In their work with SFUSD, the researchers found that giving policymakers interactive tools they could use independently helped them identify their priorities and constraints far more efficiently.

“By introducing a simple mathematical model describing the interaction between researchers and policymakers, we found that this insight may apply in other operational settings,” they say.

“More precisely, we find that when two teams with complementary expertise work towards a shared goal, their dependence on each other’s progress can create bottlenecks. To mitigate these bottlenecks, it is more important to reduce the coupling between the two teams than to increase either team’s productivity. In practice, one takeaway is that it is more important to invest in better interactive tools than faster optimization algorithms.”

The forthcoming paper provides methodology, including both algorithms and decision support tools, that school districts can use to tackle the complex problem of adjusting school start times districtwide without incurring elevated bus costs.

“Our success in SFUSD relied in part on the observation that the problem is difficult not just mathematically, but also from a policy standpoint, where experts face many competing objectives that are not even well-defined, let alone prioritized,” the researchers say.

“In this setting, optimization is much more than a tool to find the ‘best’ solution — it helps policy makers understand what is possible and empowers them to find the best compromise.”

When Algorithms Meet Policy

At its core, the research asks how to make powerful optimization tools truly usable by policymakers — so human judgment and algorithmic precision can work together on the hardest problems.

There is an even bigger takeaway in the age of artificial intelligence, as many grapple with combining human expertise and algorithmic power.

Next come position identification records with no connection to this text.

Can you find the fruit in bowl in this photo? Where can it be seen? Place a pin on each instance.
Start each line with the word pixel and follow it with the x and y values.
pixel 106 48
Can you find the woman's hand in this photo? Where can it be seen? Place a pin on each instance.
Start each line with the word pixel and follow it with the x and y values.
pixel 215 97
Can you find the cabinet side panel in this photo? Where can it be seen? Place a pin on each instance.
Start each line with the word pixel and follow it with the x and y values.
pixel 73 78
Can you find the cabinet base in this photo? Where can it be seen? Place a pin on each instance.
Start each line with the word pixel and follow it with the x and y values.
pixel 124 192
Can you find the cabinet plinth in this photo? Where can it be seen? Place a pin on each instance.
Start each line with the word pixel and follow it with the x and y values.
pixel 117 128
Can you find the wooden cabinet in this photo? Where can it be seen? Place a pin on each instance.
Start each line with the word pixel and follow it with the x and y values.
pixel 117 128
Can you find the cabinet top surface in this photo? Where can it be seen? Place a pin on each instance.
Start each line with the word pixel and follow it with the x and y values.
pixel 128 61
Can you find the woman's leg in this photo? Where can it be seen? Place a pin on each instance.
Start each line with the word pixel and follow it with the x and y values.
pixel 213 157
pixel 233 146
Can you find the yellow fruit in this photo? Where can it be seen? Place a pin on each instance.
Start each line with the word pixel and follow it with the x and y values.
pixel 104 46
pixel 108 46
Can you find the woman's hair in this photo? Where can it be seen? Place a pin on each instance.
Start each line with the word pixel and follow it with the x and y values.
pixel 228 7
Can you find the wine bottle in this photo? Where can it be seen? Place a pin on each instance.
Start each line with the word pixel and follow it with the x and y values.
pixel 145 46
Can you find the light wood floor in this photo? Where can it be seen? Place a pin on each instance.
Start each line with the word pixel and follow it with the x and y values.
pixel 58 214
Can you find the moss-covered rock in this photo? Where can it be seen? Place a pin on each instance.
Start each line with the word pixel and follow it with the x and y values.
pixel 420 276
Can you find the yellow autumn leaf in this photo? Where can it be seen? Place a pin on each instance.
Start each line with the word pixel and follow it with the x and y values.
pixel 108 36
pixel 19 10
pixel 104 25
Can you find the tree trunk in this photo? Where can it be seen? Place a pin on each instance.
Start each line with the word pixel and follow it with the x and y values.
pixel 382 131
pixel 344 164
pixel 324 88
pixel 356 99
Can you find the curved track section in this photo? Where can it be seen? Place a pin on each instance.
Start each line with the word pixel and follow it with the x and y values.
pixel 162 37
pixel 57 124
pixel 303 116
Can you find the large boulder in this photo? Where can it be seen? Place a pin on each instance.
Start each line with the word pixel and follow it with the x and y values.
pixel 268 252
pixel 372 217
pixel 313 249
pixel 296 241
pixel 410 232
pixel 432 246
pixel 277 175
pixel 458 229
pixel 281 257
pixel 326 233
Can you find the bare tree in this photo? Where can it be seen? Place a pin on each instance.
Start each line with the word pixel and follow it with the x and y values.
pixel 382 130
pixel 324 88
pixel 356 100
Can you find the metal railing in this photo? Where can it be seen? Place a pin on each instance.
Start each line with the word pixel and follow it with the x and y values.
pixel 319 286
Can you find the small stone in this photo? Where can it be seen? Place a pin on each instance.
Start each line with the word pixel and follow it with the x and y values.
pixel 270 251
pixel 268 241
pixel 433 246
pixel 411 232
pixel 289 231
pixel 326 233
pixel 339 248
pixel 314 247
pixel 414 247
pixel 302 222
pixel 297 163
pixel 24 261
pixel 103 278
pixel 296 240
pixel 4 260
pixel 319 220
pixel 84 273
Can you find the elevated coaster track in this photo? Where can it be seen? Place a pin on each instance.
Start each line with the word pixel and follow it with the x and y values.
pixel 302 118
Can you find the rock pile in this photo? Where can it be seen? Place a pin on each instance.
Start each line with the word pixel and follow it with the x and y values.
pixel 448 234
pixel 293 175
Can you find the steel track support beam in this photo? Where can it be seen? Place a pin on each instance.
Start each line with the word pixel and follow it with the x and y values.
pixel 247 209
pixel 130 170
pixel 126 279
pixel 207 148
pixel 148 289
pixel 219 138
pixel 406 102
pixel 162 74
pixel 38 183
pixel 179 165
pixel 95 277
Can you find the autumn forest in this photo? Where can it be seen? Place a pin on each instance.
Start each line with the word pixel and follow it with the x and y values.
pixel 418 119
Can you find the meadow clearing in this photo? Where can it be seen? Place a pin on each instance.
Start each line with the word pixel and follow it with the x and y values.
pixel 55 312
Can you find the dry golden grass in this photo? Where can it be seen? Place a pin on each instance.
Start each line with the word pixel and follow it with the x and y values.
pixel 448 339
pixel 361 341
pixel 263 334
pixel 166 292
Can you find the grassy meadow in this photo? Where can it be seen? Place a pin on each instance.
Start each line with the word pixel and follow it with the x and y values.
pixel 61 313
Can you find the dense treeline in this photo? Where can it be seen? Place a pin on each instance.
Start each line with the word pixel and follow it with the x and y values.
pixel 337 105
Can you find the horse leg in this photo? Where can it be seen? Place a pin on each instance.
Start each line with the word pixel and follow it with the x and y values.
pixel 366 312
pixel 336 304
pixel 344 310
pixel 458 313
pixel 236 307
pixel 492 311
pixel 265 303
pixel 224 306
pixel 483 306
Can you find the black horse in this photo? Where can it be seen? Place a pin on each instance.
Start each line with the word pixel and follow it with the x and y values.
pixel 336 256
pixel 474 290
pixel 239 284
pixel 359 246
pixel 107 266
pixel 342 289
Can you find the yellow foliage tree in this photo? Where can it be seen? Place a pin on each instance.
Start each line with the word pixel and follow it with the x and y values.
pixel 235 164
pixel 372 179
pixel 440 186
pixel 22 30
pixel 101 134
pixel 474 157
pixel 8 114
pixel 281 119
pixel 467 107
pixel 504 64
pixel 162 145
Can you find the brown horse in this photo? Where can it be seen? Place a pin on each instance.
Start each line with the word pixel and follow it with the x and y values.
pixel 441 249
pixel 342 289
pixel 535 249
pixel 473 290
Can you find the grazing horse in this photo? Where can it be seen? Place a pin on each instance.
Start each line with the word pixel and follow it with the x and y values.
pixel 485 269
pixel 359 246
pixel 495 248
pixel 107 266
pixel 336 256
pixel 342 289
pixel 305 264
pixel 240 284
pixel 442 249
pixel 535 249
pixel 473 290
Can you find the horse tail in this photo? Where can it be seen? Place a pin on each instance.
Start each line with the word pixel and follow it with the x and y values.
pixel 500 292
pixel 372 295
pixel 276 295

“There are all these questions about how to balance human experts with AI agents,” says Delarue. “This is a very tangible example of designing a process that tries to make the most of the human skills and the algorithmic skills. Let’s let the algorithms excel where they excel, but then let’s let the humans have the input on all the things that matter.”

As he puts it, “Where else are there messy problems that need both computers and humans — and what’s the best way to get them to collaborate?”

 

Arthur Delarue is co-author of “Algorithmic Precision and Human Decision: A Study of Interactive Optimization for School Schedules,” with Zhen Lian of Yale School of Management and Sébastien Martin of Northwestern University’s Kellogg School of Management, forthcoming in Management Science.

 

About the Expert

Arthur Delarue

Assistant Professor at the Darden School of Business

Arthur Delarue is an Assistant Professor at the Darden School of Business. His research focuses on marketplace analytics and public sector operations. On the marketplace side, he is interested in data-driven decision-making, including experimentation and pricing. On the public sector side, he has collaborated with K-12 school districts to solve complex problems at the frontier of optimization and policy. Some past projects include redesigning school bus routes in Boston, public school schedules in San Francisco, and course timetables at MIT. Prior to joining Darden, Arthur was an Assistant Professor of Industrial and Systems Engineering (ISyE) at Georgia Tech, and a postdoctoral fellow at Lyft.